How the Fair Use Clause is Being Applied to Generative AI
Context
Courts in the U.S. are examining whether using copyrighted content to train Large Language Models (LLMs) without permission constitutes ‘fair use’ under copyright law. This has major implications for AI development and intellectual property rights (IPR) globally, including in India.
Understanding LLMs
-
What are LLMs?
-
Large general-purpose models for text classification, Q&A, and text generation.
-
Trained on massive datasets using deep learning (transformer architecture).
-
Use attention mechanisms for contextual understanding.
-
-
Working:
-
Predicts the next word or sequence based on input prompts.
-
Trained on data from Common Crawl, scanned books, and other sources (both authorized & unauthorized).
-
The Legal Grey Area
-
Central Issue:
-
Does training AI on copyrighted material without permission = copyright infringement?
-
-
Data Sources:
-
Public domain + copyrighted + potentially unauthorized content.
-
-
Key Legal Test (U.S.):
4-Factor Fair Use Test:-
Purpose & character of use – Is it transformative (creates a new purpose)?
-
Nature of the work – Factual vs. fictional content.
-
Amount used – Both qualitative & quantitative.
-
Effect on market value – Does it harm the market for the original work?
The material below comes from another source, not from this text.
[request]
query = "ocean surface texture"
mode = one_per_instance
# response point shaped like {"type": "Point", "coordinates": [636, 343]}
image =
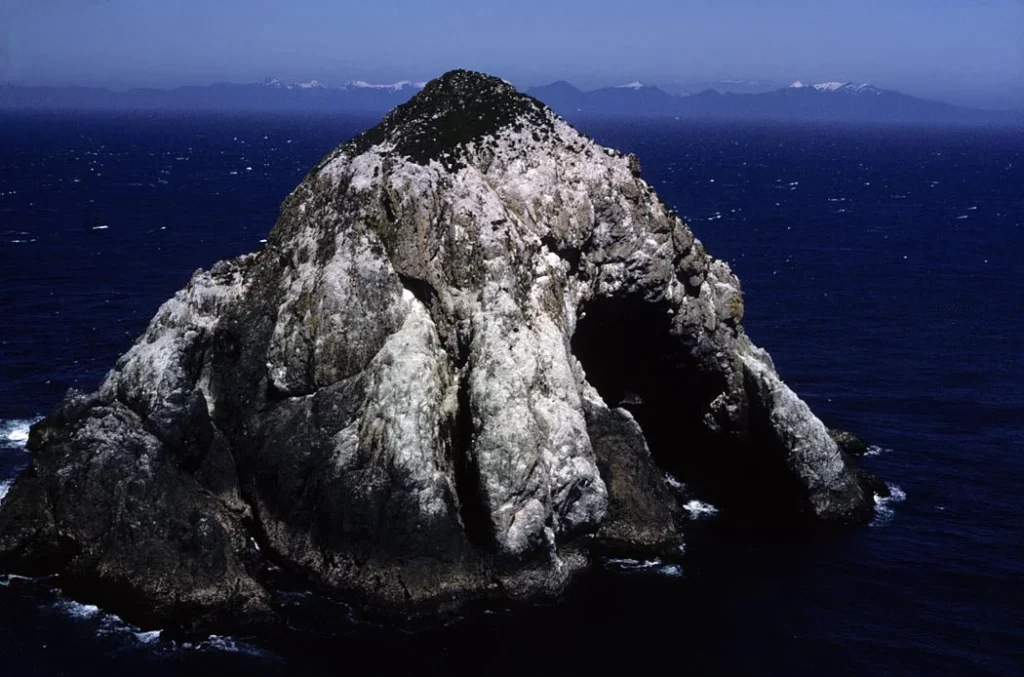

(Most decisive: Transformative use & market impact)
-
Recent U.S. Cases
1. Anthropic Case (Andrea Bartz vs. Anthropic PBC)
-
Issue: Claude trained on scanned/purchased + illegally sourced books.
-
Judgment:
-
Print-to-digital conversion & training = Fair use (transformative).
-
Illegal source downloading ≠ Fair use → Separate infringement analysis.
-
2. Meta Case (Kadrey vs. Meta Platforms)
-
Issue: LLaMA trained on books from unauthorized sources.
-
Judgment:
-
Training = Transformative → Fair use.
-
No proven market harm → Meta won summary judgment.
-
But: Torrent distribution still under scrutiny.
-
3. Thomson Reuters vs. Ross Intelligence (Precedent)
-
Issue: AI retrieving legal content (non-GenAI).
-
Judgment: No fair use → No transformation + direct market competition.
Implications for India
-
Indian Position:
-
No explicit ‘fair use’ → Only ‘fair dealing’ under Sections 52 & 39 of the Copyright Act, 1957.
-
Exceptions: Research, private study, criticism, review, reporting, etc.
-
-
Relevance:
-
With initiatives like AIRAWAT (AI research hub) and Bhashini (multilingual AI), clarity on copyright use in AI training is essential.
-
Need for policy updates balancing innovation with IPR protection.
-
Conclusion
The U.S. courts are setting important precedents by recognizing AI training as potentially transformative fair use, but illegal sourcing remains contentious. For India, with its growing AI ecosystem, clearer guidelines on the use of copyrighted data for AI training are urgently needed to foster innovation while protecting creators’ rights.